Famine has been declared in Gaza City, with an Integrated Food Security Phase Classification report estimating 514,000 people experiencing famine. Medics report wards are eerily silent because skeletal children are too weak to cry and families face unimaginable suffering. Aid deliveries have been systematically obstructed, with food piling at borders and UN efforts thwarted. International voices call the situation a failure of humanity while some officials reject the famine finding. Political tensions, limited US pressure for a ceasefire, and plans to take control of Gaza City risk further bombardment and displacement. The conflict has caused an estimated 62,000 Palestinian deaths in 22 months.

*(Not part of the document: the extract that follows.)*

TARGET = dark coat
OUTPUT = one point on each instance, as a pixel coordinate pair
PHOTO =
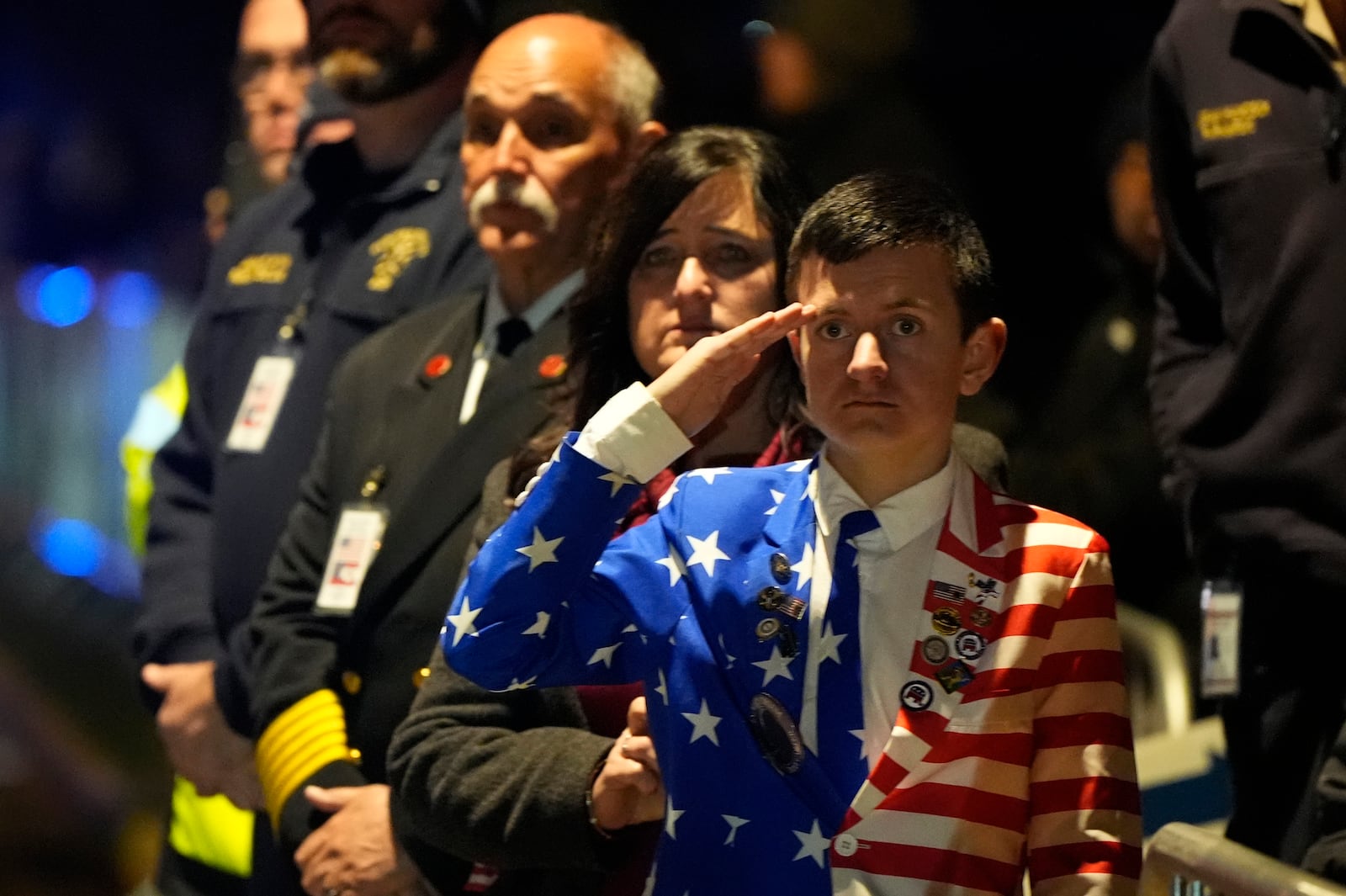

An unnatural quiet is explained by the fact that the skeletal children are too weak to cry. And if they did, those grief-stricken parents must wonder: would the world pay any heed? An Integrated Food Security Phase Classification report said 514,000 people are experiencing famine. It was Somalia in 2011, South Sudan in 2017 and 2020 and Sudan in 2024; in 2025, it is the children of Gaza paying the highest price for world indifference.
UN chief Antonio Guterres has called out the "failure of humanity itself". Oxfam Ireland's CEO Jim Clarken said: "Confirmation of famine in Gaza City is a devastating but tragically predictable milestone in a crisis that has been unfolding in plain sight." Predictably, Israel's foreign ministry rejected the report, insisting "there is no famine in Gaza." UN aid chief Tom Fletcher said the famine should "haunt us all". It was entirely preventable had the UN not been thwarted in delivering food. "Food stacks up at borders because of systematic obstruction by Israel," he said.